Allow everyone to check out
Here are recommendations for your checkout process to meet the needs of both businesses and individuals:
- Make your checkout process secure. To protect all of your possible customers, you'll need a secure checkout process that is protected with a valid SSL certificate. Specifically, you'll need to secure payment processing, transaction processing and all personal information.
- Tell users about minimum order values. If you require a minimum order value, set it in your delivery settings. For example, if you require customers to order products for at least EUR 30 on your website, add a corresponding minimum order value to your delivery settings. Learn more about how to add a minimum order value
- Allow individuals to purchase products. Individuals who are not part of a business need to be able to purchase from your website. This means, for example, that business-related fields, such as company name or ID number, should be optional. Learn more about the pricing and payments policy.
If you still need to require certain fields for businesses, then we recommend that you create 2 checkout flows: 1 for individuals and 1 for businesses. For example, have customers select 'Individual' or 'Business' from a menu, and then hide the business-related fields from the individual.

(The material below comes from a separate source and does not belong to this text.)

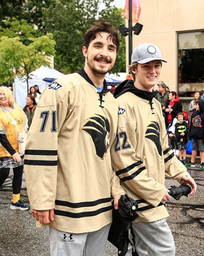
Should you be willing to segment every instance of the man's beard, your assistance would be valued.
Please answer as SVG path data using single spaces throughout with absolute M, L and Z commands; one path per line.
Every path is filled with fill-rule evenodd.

Here are some common company ID numbers that individuals won't have: BTW-Nummer, Numero de TVA, Registro Federal de Contribuyentes, SIREN, SIRET, Umsatzsteuer-Identifikationsnummer and VAT Reg Number.
Submit the highest delivery cost that someone could pay
Accurate delivery cost is critical for both individuals and businesses when making a purchase, so optimise the delivery information that you provide by following these recommendations:
- Provide the delivery cost when targeting these countries. Customers will be able to see the delivery cost in your ads when they search on Google in these countries:
- Czech Republic
- The Netherlands
- United Kingdom
- The United States
- Provide direct-to-individual rates. Provide the delivery rate that you charge individuals, rather than the rate that you charge businesses.
- Deliver to individuals and to the entire country. When targeting some countries (US, AU and JP only) you can specify that you only deliver to specific regions or postcodes. In all other countries, you must provide delivery to the entire target country. In both cases, you still must deliver directly to individuals and not require that they pick up their order at a shop or another collection point.
- Include handling and insurance fees. If you charge additional delivery-related fees, such as handling or insurance, then include those fees in your delivery cost.
- Match the cost in your account or product data with the cost on your website. Like with the cost of products, the delivery cost that you provide should match the cost that individuals pay on your website. Learn more about configuring delivery settings.
- Overestimate costs if necessary. If you can't get an accurate delivery cost, then provide an overestimated cost based on the average cost that individuals visiting your site from Shopping ads would pay.
- Collect the appropriate amount of tax and delivery charges. No matter what tax and delivery amount you provide to Google, you're still responsible for collecting the appropriate amount of tax and delivery costs from your customers.